Thursday, February 05, 2009
Douglas Sirk's "Magnificent Obsession" (1954) is a welcome DVD
I do remember the posters for “Magnificent Obsession” when I was 11, and I vaguely remember the talk about melodrama involving a blind woman played by Jane Wyman, but I don’t think I saw it. For years, surprisingly, there was no DVD of one of Douglas Sirk’s most famous films, until the Criterion Collection recently released a DVD of the “Universal International” romance. Right off the bat, the aspect ratio (an usual 2.0:1) is creating comment, as there is some dispute as to how the film was usually shown. The 2:1 ratio was associated with SuperScope in the 1950s, shortly after 20th Century Fox introduced CinemaScope with its spectacle of Lloyd C. Douglas’s “The Robe”.
“Magnificent Obsession” is also based on a Lloyd C. Douglas novel (from 1929), and, however the details of the plot get changed, it gets into the moral territory that we tend to associate with evangelical Christianity (or at least of the Rick Warren kind). There’s another Douglas film, “The Big Fisherman”, about the Apostle Peter, from Disney (1959), and it still does not have a DVD; hopefully it is on the way.
Most of us know that “rugged” Rock Hudson acts the rich playboy Bob Merrick who builds up the bad karma. But there really is some genuine moral ambiguity about just how much responsibility he has for Helen Phillips (Wyman) and her losses.

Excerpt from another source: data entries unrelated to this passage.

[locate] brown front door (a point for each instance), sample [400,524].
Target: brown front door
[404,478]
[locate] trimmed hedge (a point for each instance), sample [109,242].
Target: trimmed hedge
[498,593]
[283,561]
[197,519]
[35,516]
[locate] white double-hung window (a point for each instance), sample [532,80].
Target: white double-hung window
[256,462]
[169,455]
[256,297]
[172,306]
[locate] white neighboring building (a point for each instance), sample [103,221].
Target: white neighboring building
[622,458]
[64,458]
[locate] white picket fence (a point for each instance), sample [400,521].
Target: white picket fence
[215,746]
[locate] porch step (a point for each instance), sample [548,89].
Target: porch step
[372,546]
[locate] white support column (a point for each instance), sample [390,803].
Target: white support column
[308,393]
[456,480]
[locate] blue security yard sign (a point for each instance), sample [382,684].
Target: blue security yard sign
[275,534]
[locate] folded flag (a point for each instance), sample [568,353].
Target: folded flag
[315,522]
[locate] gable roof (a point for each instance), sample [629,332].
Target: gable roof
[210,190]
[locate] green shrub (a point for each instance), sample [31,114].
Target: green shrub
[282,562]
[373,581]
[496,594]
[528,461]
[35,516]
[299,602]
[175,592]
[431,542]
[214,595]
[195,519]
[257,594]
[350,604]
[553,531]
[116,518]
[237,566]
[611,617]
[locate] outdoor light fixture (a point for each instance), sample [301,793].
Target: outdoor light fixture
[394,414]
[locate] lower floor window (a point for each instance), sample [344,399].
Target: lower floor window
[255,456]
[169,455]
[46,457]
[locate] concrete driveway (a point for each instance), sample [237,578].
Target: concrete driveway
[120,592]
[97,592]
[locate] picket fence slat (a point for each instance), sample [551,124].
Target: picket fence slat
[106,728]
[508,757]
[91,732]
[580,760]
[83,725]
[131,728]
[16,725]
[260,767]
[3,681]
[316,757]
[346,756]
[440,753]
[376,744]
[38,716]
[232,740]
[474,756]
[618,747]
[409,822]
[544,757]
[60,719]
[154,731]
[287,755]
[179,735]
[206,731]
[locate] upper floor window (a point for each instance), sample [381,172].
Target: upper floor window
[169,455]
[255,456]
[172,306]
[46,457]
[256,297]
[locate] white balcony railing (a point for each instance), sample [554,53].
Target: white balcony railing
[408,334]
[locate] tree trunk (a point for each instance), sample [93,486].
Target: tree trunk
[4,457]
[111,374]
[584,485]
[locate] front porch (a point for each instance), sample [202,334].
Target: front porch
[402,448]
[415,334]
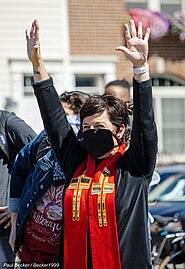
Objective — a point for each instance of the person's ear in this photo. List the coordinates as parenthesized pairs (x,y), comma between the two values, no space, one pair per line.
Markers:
(121,131)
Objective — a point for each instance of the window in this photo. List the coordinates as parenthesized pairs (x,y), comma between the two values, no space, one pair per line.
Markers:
(165,80)
(93,83)
(166,6)
(136,4)
(169,106)
(170,6)
(28,81)
(173,125)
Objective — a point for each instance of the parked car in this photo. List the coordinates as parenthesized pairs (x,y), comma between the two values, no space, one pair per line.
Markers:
(168,198)
(166,171)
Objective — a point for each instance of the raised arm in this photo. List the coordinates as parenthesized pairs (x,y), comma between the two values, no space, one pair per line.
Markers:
(60,133)
(143,146)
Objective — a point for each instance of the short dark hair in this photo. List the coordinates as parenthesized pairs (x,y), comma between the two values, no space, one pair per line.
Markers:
(75,99)
(123,83)
(116,109)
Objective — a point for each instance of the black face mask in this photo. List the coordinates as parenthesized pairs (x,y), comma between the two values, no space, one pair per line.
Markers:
(98,142)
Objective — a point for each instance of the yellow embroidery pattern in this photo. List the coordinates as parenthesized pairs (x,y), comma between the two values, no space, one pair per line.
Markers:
(78,184)
(101,189)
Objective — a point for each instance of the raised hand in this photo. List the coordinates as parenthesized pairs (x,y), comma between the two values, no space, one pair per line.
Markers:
(33,51)
(5,217)
(33,43)
(136,48)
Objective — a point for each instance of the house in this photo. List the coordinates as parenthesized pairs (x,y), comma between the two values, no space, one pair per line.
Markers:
(78,40)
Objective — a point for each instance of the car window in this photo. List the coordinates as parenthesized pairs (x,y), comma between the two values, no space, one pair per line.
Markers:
(171,190)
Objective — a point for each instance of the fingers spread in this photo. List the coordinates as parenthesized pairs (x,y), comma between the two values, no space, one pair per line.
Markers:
(132,28)
(147,34)
(140,30)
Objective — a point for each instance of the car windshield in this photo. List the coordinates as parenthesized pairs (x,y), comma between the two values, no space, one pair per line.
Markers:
(171,190)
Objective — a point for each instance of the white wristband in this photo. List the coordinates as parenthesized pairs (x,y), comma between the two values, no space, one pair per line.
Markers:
(140,70)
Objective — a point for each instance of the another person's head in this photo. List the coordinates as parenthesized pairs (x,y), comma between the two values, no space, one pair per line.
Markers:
(119,89)
(104,119)
(72,103)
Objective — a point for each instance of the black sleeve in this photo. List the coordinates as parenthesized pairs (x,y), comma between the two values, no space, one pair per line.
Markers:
(65,145)
(18,134)
(143,146)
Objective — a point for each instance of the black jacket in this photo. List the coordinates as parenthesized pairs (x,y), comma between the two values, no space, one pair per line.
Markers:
(14,134)
(134,170)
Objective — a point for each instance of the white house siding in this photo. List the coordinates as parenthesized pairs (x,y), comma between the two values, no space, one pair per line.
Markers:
(15,17)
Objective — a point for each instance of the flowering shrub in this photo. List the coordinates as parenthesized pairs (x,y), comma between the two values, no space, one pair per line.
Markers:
(178,24)
(159,23)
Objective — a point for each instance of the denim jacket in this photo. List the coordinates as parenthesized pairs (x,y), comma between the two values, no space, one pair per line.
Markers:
(30,180)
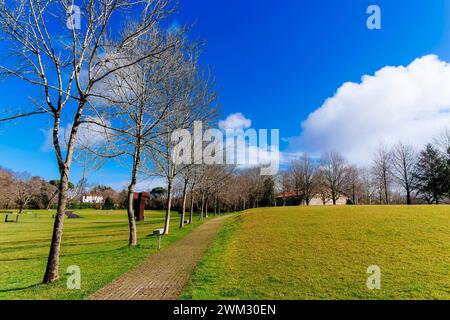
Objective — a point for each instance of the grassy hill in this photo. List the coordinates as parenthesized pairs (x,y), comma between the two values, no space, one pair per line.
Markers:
(324,253)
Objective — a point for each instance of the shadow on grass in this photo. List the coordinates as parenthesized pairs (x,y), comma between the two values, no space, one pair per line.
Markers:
(65,255)
(21,288)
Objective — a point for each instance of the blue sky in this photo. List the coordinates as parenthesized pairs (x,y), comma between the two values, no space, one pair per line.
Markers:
(274,61)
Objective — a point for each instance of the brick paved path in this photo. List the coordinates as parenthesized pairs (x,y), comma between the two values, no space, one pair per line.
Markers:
(164,274)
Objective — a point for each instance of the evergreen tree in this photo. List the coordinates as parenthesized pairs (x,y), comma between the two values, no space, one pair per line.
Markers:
(432,175)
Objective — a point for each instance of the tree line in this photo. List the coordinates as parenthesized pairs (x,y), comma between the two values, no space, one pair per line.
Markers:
(398,175)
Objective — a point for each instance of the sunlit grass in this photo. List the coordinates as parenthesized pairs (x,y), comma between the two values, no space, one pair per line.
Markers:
(98,243)
(324,253)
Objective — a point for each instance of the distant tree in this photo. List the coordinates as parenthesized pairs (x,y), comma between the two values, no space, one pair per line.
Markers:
(403,159)
(432,175)
(307,172)
(333,172)
(158,192)
(269,192)
(382,171)
(109,204)
(353,184)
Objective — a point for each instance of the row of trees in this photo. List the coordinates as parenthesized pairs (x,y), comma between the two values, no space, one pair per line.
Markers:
(398,175)
(109,89)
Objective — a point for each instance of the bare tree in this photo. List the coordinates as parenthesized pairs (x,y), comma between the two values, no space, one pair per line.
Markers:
(403,159)
(333,169)
(188,97)
(382,171)
(353,184)
(134,112)
(68,64)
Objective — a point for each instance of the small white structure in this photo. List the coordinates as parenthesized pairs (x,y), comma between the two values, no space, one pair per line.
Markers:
(92,199)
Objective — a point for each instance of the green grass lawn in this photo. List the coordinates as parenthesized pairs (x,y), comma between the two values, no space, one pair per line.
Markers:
(97,243)
(324,253)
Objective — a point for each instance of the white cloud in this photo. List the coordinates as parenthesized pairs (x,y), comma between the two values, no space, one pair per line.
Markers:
(235,121)
(409,104)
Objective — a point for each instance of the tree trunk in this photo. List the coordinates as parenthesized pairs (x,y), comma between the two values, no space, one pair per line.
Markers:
(169,205)
(183,209)
(130,209)
(202,205)
(131,219)
(408,197)
(191,208)
(52,269)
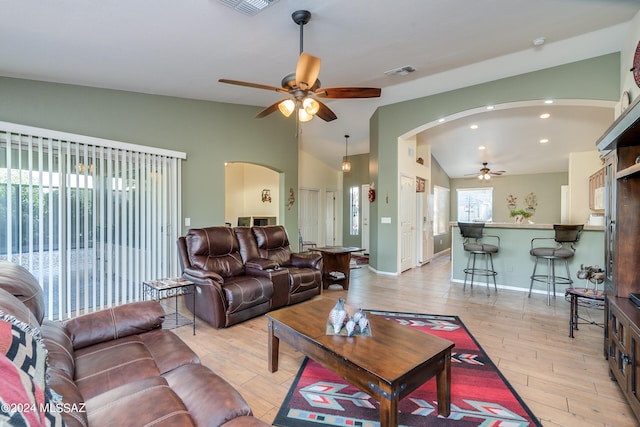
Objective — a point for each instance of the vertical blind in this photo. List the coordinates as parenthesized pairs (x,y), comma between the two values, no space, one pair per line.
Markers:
(89,218)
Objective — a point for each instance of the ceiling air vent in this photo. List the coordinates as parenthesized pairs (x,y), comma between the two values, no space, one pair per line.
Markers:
(248,7)
(401,71)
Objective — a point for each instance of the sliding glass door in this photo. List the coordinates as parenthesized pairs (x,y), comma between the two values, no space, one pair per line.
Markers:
(90,219)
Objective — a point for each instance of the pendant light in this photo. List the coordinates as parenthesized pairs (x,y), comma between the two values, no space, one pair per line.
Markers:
(346,164)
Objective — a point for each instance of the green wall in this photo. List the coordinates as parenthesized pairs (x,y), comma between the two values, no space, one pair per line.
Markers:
(595,78)
(210,133)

True, he’s reckless with his speedboat, but is it his fault that the rescue squad has only one resuscitator (this is 1954; I don’t know if they had the defibrillator yet), or that Mr. Phillips had the lifestyle risks that brought about coronary thrombosis and sudden death (maybe he couldn’t have been revived; Tim Russert could not be revived with 2008 technology).
Then, later, it’s true he has an argument with Mrs. Phillips, who considers him churlish and selfish, but it’s a reckless driver who hits her as she tries to leave the car during the argument, causing her head injury and blindness.
But Merrick, in fact, has already tried to change, having met a male friend Christian, who talks about the idea that good deeds need to remain secret and not draw attention, to keep them insulated, like electric wire. (That’s a clever metaphor.) After the second accident, he is desperate to learn what it is to be a good person. So he talks the dean of a medical school to let him in, and you can guess the logical ending. He is pursuing his private "magnificent obsession".
In fact, while she is still blind, he moves in on her (pretending to be someone else), and a couple of the scenes seem a little tasteless today, more or less in soap opera fashion (even “Days”).
The medical scenes, especially the operating room, show surprising intimacy, in the scrub room; Rock is shirtless, and they really have to scrub. Medicine, especially surgery, is more intimate (and more like the military) than people realize. And medicine looks more advanced than I thought it could be in the early 1950s.
Of course, some of us remember the public awakening that followed Rock Hudson’s disclosure that he had AIDS, leading to his death in October 1985.